# Fighting for survival, China's turtle culture



## chinaturtle (Jul 10, 2017)

Hello all Y'all!

I have recently moved backed to the US after completing a three year postdoc at Peking University in conservation, phyolgenetics, ecology, and market pathways of Chinese turtles. I am starting this thread at the suggestion of another forum member who thought others might be interested in learning more about the situation in China.
I guess I'll begin this thread with a few general observations and everyone can ask more detailed questions as interests/curiosity suits them. I'm in the process of moving back and getting settled in, so I'll do my best to answer any questions in a timely manner and post different experiences as they come to mind. 

First, I feel the situation is sometimes sensationalized by some reports and is not really accurate. I feel the truth of what is going on is sensational enough!! While there are large shows or expos for turtles, they really are not that big, other than Shunde and Shanghai expos. These are the expos most foreigners will go to. There are many smaller ones as well. These large expos are impressive, but most of the animals on display are all captive bred or LTC. Not really much different than expos I've been to in the US, except these are specifically for turtles. The dishes served at the expo banquet dinners do sometimes have turtles on the menu, but these are all farm raised. Typically reeve's pond turtles and Chinese softshells. So while it sounds horrible, I really do not see much harm. While we might consider eating a turtle to be offensive because we keep them as pets, it is a different culture in China, and is acceptable. 

In my opinion, the truly appalling aspect of the turtle trade in China, is the apathy the government has in enforcement. If the government enforced their own wildlife laws, turtles would be much more abundant in the wilds of China (as would many other species). This unfortunately, is not confined to China. Many SE Asian countries have similar problems. 

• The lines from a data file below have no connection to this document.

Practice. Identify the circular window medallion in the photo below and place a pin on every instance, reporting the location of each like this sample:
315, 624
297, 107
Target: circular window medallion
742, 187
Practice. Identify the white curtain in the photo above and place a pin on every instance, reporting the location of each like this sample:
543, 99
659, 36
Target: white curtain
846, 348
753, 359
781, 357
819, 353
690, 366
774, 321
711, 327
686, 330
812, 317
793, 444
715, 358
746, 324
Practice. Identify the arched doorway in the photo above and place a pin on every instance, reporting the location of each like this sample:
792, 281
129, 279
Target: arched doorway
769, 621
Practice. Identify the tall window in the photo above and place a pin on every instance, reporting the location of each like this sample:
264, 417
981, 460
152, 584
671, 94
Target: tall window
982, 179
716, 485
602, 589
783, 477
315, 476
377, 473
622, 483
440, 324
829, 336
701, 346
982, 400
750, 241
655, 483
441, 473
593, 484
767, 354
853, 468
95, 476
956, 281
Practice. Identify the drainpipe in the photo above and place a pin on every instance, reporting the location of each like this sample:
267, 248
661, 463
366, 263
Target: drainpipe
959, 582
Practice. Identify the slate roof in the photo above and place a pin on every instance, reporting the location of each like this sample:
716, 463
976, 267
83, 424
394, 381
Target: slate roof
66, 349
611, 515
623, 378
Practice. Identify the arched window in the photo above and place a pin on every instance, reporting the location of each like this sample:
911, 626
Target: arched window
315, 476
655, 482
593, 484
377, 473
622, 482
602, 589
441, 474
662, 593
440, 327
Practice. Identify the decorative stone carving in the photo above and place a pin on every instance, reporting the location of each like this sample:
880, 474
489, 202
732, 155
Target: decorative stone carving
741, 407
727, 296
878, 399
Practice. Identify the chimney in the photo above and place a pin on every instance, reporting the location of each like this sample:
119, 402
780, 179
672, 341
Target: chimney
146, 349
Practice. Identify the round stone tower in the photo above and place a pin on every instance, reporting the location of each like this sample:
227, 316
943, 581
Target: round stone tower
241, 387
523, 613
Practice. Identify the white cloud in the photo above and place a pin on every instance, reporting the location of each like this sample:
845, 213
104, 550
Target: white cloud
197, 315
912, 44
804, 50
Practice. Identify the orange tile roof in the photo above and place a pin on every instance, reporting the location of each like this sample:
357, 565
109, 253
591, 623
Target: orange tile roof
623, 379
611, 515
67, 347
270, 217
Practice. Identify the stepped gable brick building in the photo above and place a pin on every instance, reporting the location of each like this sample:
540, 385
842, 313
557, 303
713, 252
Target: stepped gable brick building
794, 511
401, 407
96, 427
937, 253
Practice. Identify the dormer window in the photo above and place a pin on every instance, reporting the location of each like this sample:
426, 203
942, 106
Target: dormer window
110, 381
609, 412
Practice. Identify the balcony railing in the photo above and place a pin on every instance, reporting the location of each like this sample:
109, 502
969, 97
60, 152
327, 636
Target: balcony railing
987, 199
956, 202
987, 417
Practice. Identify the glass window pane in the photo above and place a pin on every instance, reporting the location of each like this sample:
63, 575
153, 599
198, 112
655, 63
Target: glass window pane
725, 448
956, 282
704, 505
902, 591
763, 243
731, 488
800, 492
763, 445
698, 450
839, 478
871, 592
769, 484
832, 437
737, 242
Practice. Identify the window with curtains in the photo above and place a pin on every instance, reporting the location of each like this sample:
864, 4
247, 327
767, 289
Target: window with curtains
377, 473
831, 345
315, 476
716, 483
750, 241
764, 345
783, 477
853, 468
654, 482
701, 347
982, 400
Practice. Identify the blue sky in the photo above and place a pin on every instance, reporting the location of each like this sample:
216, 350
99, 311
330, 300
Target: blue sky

In China, the most effective conservation method is captive breeding. Most conservation programs have a captive breeding component, which, is usually necessary in China due to depleted wild populations. However, the mentality is captive breeding is the best form of conservation, not _in situ_ forms of conservation which is typically the western train of thought and CB programs are a last resort. This CB first train of thought has several reasons behind it, and was hard to agree with at first, but now I better understand why this occurs. The issue is these CB programs do not have much direction, i.e., how many will be released, what follow up surveys will be done, where will they be released etc. So most are not effective, or never even make it to the release stage of the project. Or worse yet, they release non-native animals into the wild!

One quick comment on poachers. When I landed in China, I had the preconceived notion all poachers are evil. Guess it was just my naive/arrogant western ideals ;p. I found the people poaching the animals in general to be more kind and more helpful than the government workers (not always, I have some good friends who work in govt positions, but in general it is the case). Over the past three years, I have developed good friendships with some of the local people, and they are the ones who led us to remnant populations of _G. spengleri, M. mutica _and _S. bealei. _I came to realize these people are not evil, they are just trying to feed, clothe and provide for their family like the rest of us. Also, many poachers are minority people, who have historically lived off the land. Its in their culture to harvest from the wild. Now they have just over done it. They might make 500 USD a month from their crops, a few turtles can match or exceed their income from crops. I can't blame them for doing it. My friends readily tell me, "if we had job opportunities, I'd never go into the mountains to collect". It is hard work and not a steady source of income for most, just an occasional boost. I wish I could say I've influenced some to stop poaching, but I have not. I am glad to see that some are finding jobs and that in some of these villages the local people are spending less time in the mountains. Still a long ways to go, but its a small step in the right direction. Once again, poaching comes down to law enforcement. If laws were enforced, poaching would be minimal. The money to be gained would not be worth the risk, unfortunately, enforcement is severely lacking. Also, the up and coming generation of kids are digitally addicted like most youth in the US. Even though kids are surrounded by mountains, the teenagers do not go into the mountains much. They are on cellular devices too. Also, many are leaving the villages to go to college or find jobs in the cities. I think in the near future poaching will decline simply due to this change in lifestyle. It is good for conservation, but sad for the loss of some of the cultural identity. 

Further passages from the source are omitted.